Release Date: August 7th, 2015
Label: DFA Records


Slim Twig’s latest is another exercise in glam, and in the true tradition of glam/glitter rock it embraces a disparate mix of musical styles. The results are not so much an enjoyable variety, however, as an uncomfortable, uneven experience. Although there are at least a couple of tracks that are satisfying when taken on their own, ‘Thank You For Stickin’ With Twig’ is an example of the whole being less than the sum of its parts. 

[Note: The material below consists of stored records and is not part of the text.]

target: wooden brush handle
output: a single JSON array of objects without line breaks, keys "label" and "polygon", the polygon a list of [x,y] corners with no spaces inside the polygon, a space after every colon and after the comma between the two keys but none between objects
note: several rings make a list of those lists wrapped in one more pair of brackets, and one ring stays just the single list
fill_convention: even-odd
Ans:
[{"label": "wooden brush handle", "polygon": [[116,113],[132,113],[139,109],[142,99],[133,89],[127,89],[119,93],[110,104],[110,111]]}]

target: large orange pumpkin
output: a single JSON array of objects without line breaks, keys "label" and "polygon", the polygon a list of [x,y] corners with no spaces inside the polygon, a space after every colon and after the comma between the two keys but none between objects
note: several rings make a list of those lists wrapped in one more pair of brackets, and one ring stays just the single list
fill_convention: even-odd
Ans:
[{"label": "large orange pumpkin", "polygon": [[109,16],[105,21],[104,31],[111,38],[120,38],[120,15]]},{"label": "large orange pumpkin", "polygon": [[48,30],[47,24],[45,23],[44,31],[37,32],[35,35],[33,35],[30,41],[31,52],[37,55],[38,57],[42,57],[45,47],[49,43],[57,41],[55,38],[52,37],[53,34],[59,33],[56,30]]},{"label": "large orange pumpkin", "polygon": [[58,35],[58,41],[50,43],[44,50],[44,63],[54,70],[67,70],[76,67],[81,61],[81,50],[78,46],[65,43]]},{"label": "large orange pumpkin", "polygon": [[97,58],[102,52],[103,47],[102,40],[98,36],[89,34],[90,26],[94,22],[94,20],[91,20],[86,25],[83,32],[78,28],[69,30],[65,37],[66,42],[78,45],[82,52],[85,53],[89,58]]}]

You do have to admire Twig’s verve and the fact that he unabashedly takes on the pomposity and trashiness of the pre-disco ‘70s without any regard or attempt to be trendy. This serves him well on songs such as “Roll Red Roll (Song for Steubenville)”, which slowly comes to boil with a great boogie rhythm. Twig’s voice is playfully distant, and the synth highlights and guitar smatterings make for a fun listen. There is also a sense of fun in the song “Fadeout Killer”, regardless of its slow groove and dark vocal, as there is a genuine joy in the chorus 

Unfortunately, all too often the two descriptors that come to mind when listening to the record in its entirety are ‘faux’ and ‘pastiche’. “Textiles on Mainstreet”, despite its Stones’ reference, sounds like Sergeant Pepper-era McCartney, and “Stone Rollin’ (Musical Emotion)” is a ‘60s ditty, much in the style of the Kinks. “A Woman’s Touch (It’s No Coincidence)” is certainly glam, but it feels forced, like a poor attempt to replicate early Roxy Music. “Fog of Sex (N.S.I.S.)” does a much better job of capturing the British glitter style, but even here it sounds too much of a Queen/Slade/Mott the Hoople amalgam to be truly original.

The album is also marred by the inclusion of several instrumentals that are ultimately pointless (irritating even, in the case of “Cannabis”). They are simply collections of notes and chords that go nowhere, so instead of providing mood or even a respite between songs, they merely serve to disrupt the flow of an already uneven record.

To give credit where it’s due, Twig displays a lot of imagination and inventiveness here, especially in the production and his choice of instrumentation. But glam has always involved synthesized emotions feeding a plastic soul, and when you further distill it by resorting to pastiche then it is damned difficult to get emotionally attached to the music. Furthermore, despite some shining moments, ‘Thank You For Stickin’ With Twig’ is too much of an erratic jumble for the listener to get a good grasp on.